Are We Becoming Ungovernable?
Like the jackass who threw gravel at Justin Trudeau we're plainly becoming unruly but that's not the point. Are we, as a nation, a society, becoming ungovernable? Are we disposed to do what is required to achieve the best continuation of our nation and our people?
This election has revealed the blithe disregard our leaders show to the looming existential threat, climate change. The candidates all have the same refrain. They're all talking shit when it comes to adaptation and mitigation. Each of them recites some promise to cut greenhouse gas emissions by X per cent by year Y and that's about it. These are not serious people whether it's Justin or Erin, Jagmeet or Annamie.
Don't get me wrong. Cutting emissions, decarbonizing our society and our economy, is vitally important but, without more, it will accomplish very little. It's sort of like battling the fire in the kitchen while ignoring the blaze consuming the rest of the house.
You can gauge our leaders' sincerity by what they're not talking about. They won't mention the peril we're in or how much more difficult, costly and dangerous life will be for our children's and grandchildren's generations and those that will follow them. That might invite unwelcome questions about what we need to be doing now to minimize the damage we'll inflict on society in the 2030s and the 2040s and the 2080s. A programme on the scale of the postwar Marshall Plan to secure Canadians two, three, even four generations hence.
It's easy to write them off as a bunch of self-serving bastards who, like their predecessors, prefer to kick the hard questions down the road but what if the truth is even worse? What if they're dishing up gestural measures because they know things we don't?
Here's an example. In the early years of the climate debate the rationale was that we had to arrest and reverse man-made GHG emissions. If we failed we might trigger runaway global warming from natural feedback loops.
At the beginning of the Industrial Revolution, Earth was a repository of safely sequestered carbon. Some of it was mineralized, coal the best example. Millions of years had transformed other organic material into oil and gas fields just waiting to be tapped. Then there was the newer stuff - methane and CO2 - safely frozen in the tundra and underlying permafrost or in sea and lake bed clathrates.
First we went after the coal as stronger nations industrialized. Then we switched over to oil and gas as our economies grew. All man-made stuff. We got it out of the ground. We burned it. We turned some of it into greenhouse gases that slowly overwhelmed our atmosphere.
It took a while for the consequences of our carbon-economies to spread through the public consciousness about 40 years ago. That's when we realized we were already in trouble and things were going to get a lot more dangerous if we didn't change course. That resulted in the Kyoto Protocol, signed in 1997, establishing the Framework Convention on Climate Change that has been celebrated with annual summits or COPs to celebrate how much worse we're getting.
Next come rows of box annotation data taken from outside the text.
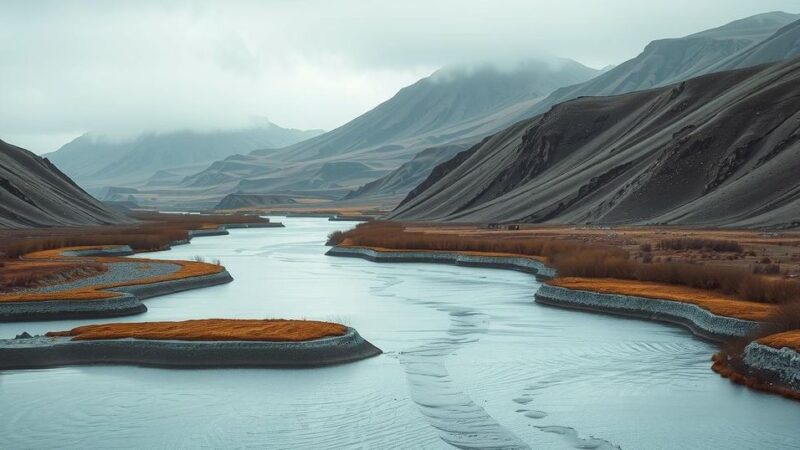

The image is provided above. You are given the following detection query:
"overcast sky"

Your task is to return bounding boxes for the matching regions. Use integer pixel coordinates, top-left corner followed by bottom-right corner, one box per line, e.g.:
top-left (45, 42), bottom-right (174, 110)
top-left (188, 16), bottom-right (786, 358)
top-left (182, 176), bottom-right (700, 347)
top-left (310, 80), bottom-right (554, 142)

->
top-left (0, 0), bottom-right (800, 153)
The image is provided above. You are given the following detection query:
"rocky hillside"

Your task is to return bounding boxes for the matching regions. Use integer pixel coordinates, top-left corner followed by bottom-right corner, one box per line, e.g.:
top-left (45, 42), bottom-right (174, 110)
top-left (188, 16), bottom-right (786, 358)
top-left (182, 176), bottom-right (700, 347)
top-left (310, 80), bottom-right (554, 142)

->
top-left (0, 141), bottom-right (131, 228)
top-left (173, 58), bottom-right (599, 206)
top-left (391, 59), bottom-right (800, 227)
top-left (530, 12), bottom-right (800, 116)
top-left (46, 123), bottom-right (322, 192)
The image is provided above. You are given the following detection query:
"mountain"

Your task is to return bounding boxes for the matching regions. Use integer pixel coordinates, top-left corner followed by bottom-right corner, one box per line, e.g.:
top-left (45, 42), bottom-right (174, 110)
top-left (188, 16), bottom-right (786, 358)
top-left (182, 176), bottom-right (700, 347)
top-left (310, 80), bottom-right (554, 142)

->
top-left (342, 144), bottom-right (468, 200)
top-left (155, 58), bottom-right (599, 209)
top-left (0, 141), bottom-right (131, 228)
top-left (347, 12), bottom-right (800, 203)
top-left (529, 12), bottom-right (800, 117)
top-left (390, 59), bottom-right (800, 227)
top-left (712, 14), bottom-right (800, 72)
top-left (46, 123), bottom-right (322, 192)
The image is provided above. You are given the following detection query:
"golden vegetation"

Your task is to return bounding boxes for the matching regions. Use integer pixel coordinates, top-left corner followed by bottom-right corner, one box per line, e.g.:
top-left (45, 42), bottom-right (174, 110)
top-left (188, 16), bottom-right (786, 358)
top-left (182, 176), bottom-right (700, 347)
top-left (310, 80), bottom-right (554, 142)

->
top-left (0, 255), bottom-right (223, 303)
top-left (548, 278), bottom-right (778, 321)
top-left (0, 261), bottom-right (106, 292)
top-left (0, 212), bottom-right (269, 259)
top-left (47, 319), bottom-right (347, 341)
top-left (328, 222), bottom-right (800, 303)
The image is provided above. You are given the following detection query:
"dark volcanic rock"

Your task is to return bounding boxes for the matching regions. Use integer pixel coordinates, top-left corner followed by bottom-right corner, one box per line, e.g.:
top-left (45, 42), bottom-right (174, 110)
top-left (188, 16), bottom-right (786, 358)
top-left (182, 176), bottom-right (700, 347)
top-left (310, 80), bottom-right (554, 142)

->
top-left (0, 141), bottom-right (132, 228)
top-left (391, 59), bottom-right (800, 227)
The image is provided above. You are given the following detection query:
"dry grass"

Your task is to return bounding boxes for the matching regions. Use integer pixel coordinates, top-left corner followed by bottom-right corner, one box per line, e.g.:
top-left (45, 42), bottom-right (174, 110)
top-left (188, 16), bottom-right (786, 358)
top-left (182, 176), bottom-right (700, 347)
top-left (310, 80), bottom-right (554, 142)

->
top-left (758, 330), bottom-right (800, 352)
top-left (336, 222), bottom-right (800, 303)
top-left (0, 212), bottom-right (269, 259)
top-left (548, 278), bottom-right (779, 321)
top-left (0, 261), bottom-right (107, 292)
top-left (658, 238), bottom-right (744, 253)
top-left (0, 247), bottom-right (223, 303)
top-left (47, 319), bottom-right (347, 342)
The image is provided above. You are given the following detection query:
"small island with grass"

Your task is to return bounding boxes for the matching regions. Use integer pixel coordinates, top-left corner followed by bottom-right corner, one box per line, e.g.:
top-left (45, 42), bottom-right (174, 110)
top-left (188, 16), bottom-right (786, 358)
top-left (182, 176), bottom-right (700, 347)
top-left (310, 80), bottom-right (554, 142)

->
top-left (0, 319), bottom-right (381, 370)
top-left (0, 211), bottom-right (283, 322)
top-left (327, 221), bottom-right (800, 399)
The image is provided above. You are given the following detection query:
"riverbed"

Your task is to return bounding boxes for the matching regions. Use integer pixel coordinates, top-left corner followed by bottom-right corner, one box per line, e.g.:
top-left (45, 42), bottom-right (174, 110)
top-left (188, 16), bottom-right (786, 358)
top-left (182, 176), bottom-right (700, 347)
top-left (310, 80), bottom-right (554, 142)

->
top-left (0, 218), bottom-right (800, 449)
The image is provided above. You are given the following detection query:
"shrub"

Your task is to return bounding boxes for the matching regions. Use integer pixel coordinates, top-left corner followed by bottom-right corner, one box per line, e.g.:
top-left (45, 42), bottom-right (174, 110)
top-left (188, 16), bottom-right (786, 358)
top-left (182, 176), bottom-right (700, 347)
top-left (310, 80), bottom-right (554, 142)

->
top-left (329, 221), bottom-right (800, 303)
top-left (658, 238), bottom-right (744, 253)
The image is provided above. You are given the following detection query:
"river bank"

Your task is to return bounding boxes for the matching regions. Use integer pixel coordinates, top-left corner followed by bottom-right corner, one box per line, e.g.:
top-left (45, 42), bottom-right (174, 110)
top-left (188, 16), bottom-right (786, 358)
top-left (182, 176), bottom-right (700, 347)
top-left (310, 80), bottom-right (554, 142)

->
top-left (326, 246), bottom-right (800, 398)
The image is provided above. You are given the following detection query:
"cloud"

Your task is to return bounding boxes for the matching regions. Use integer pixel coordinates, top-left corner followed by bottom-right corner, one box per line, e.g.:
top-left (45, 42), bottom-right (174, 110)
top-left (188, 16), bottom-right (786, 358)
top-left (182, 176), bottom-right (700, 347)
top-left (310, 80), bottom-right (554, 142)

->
top-left (0, 0), bottom-right (794, 151)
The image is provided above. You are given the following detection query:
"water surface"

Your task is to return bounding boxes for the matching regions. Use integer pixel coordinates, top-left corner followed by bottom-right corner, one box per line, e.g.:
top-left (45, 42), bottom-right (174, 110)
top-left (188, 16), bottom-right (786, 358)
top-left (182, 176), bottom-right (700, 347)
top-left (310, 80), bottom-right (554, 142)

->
top-left (0, 218), bottom-right (800, 449)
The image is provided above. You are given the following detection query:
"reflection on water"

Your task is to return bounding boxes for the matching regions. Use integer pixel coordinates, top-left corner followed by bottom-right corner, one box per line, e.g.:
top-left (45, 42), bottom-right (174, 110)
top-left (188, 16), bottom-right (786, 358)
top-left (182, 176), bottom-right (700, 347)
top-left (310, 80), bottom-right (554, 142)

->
top-left (0, 219), bottom-right (800, 449)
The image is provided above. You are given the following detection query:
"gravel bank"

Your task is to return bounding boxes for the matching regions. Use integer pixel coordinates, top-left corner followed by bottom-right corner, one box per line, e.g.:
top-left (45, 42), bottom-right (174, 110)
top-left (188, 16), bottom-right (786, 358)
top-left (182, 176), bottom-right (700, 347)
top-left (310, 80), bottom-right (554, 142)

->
top-left (0, 269), bottom-right (233, 322)
top-left (326, 247), bottom-right (555, 278)
top-left (0, 328), bottom-right (381, 369)
top-left (742, 342), bottom-right (800, 392)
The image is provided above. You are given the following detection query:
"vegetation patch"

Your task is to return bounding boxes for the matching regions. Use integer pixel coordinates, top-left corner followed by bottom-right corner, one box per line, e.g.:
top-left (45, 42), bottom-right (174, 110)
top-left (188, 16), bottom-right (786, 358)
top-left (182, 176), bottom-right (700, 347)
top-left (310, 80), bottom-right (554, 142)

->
top-left (547, 277), bottom-right (778, 321)
top-left (47, 319), bottom-right (347, 342)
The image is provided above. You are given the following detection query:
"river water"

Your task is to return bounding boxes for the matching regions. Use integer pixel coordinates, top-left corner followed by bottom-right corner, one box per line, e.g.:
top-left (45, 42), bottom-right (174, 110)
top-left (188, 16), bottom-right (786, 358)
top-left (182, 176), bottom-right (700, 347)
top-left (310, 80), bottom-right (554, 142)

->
top-left (0, 218), bottom-right (800, 449)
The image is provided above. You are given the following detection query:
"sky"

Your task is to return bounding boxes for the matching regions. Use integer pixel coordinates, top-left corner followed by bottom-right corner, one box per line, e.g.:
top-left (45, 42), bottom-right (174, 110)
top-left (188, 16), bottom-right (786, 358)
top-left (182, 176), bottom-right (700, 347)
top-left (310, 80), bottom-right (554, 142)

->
top-left (0, 0), bottom-right (800, 153)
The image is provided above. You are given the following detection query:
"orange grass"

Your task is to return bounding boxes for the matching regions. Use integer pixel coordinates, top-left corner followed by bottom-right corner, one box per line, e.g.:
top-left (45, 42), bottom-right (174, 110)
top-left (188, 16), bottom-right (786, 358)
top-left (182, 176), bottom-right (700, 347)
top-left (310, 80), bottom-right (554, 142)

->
top-left (0, 260), bottom-right (106, 292)
top-left (547, 277), bottom-right (778, 321)
top-left (336, 221), bottom-right (800, 303)
top-left (47, 319), bottom-right (347, 342)
top-left (352, 244), bottom-right (547, 262)
top-left (0, 250), bottom-right (223, 303)
top-left (758, 330), bottom-right (800, 352)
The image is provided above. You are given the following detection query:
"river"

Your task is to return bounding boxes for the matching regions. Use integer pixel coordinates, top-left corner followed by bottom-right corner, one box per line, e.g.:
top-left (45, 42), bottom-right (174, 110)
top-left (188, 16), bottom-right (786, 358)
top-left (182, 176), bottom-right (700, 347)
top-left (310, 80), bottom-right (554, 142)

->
top-left (0, 218), bottom-right (800, 449)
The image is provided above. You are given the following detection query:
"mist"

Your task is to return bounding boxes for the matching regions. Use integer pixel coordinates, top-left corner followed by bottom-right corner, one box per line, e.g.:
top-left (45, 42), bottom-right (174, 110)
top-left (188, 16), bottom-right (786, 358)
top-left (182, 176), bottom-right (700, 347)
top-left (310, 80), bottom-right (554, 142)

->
top-left (0, 0), bottom-right (798, 153)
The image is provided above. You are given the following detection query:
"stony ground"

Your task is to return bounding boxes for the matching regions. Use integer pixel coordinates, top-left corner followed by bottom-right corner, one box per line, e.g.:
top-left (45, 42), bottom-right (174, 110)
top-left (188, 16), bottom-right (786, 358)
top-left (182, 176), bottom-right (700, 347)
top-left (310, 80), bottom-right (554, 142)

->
top-left (21, 262), bottom-right (181, 292)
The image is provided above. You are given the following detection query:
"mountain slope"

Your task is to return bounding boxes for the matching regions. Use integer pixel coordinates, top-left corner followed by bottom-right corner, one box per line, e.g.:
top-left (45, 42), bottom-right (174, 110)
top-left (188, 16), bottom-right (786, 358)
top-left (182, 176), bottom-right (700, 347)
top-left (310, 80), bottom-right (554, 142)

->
top-left (390, 59), bottom-right (800, 227)
top-left (46, 123), bottom-right (321, 190)
top-left (166, 58), bottom-right (598, 207)
top-left (348, 12), bottom-right (800, 204)
top-left (0, 141), bottom-right (131, 228)
top-left (529, 12), bottom-right (800, 116)
top-left (711, 16), bottom-right (800, 72)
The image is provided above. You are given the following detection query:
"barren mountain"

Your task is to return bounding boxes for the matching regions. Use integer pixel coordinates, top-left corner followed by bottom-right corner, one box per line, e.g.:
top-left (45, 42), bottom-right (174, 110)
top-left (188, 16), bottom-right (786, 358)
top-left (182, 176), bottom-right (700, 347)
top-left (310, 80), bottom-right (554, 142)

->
top-left (164, 58), bottom-right (599, 207)
top-left (391, 59), bottom-right (800, 227)
top-left (348, 12), bottom-right (800, 204)
top-left (530, 12), bottom-right (800, 116)
top-left (0, 141), bottom-right (130, 228)
top-left (46, 123), bottom-right (322, 192)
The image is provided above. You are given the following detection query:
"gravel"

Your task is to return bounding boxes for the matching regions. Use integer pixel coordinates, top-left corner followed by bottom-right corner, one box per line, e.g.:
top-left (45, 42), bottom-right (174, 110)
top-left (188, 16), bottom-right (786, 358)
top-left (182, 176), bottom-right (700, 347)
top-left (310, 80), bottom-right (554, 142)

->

This November we'll meet at COP26 in Glasgow.
Now the climate crisis is beyond argument save for the idiots who think there's a tracking chip in vaccines and the Earth is flat. Those are the folks that will be voting for Maxime Bernier's People's Party next week.
As for the others, they're all about cutting emissions and carbon pricing and reining in subsidies to the fossil fuel industry. The Greens are, naturally, the most ardent. The Tories are at the other end of the scale. That's about it.
That's how the political caste views climate change. It's something to be regulated, managed. It is a priority only to the extent it doesn't really impair other priorities.
But what if this is a real emergency? What if it is already much worse than any of our leaders will admit?
Last week the Guardian's veteran enviro-scribe, George Monbiot, dealt with the subject our politicians won't - tipping points. We're already on the verge of a climate catastrophe, warns Monbiot, and we're heading for somewhere between 2.9 and perhaps 6 degrees Celsius of heating. Let's put it bluntly. That's the end of civilization. At this stage, emissions targets and carbon pricing are gestural at best.
Canada has its very own climate nerd. He's Paul Beckwith, a paleontologist at both Carleton and Ottawa University. This fellow has fleshed out Monbiot's warning with a review of recent scientific papers that take this issue well past the op-ed column. Before you vote, take a look at these.
What are we to make of this? Here's the bottom line. The climate crisis is real. It's here. It's killing people. It is record-setting. It's able to erase entire towns. It is undermining our food security. But to our political leaders it's still just a political football, nothing more.
Yes, climate breakdown is the gravest threat our nation has ever faced. Yes, it could be existential. Yes, your party of choice really doesn't give a tinker's dam. The current regime has a schizophrenic climate policy, empty promises and a brand new pipeline. Its main adversary wants to add yet another pipeline to tidewater, this one to the treacherous waters of BC's pristine north coast.
Has Canada become ungovernable. With the sort of leadership on offer, yeah.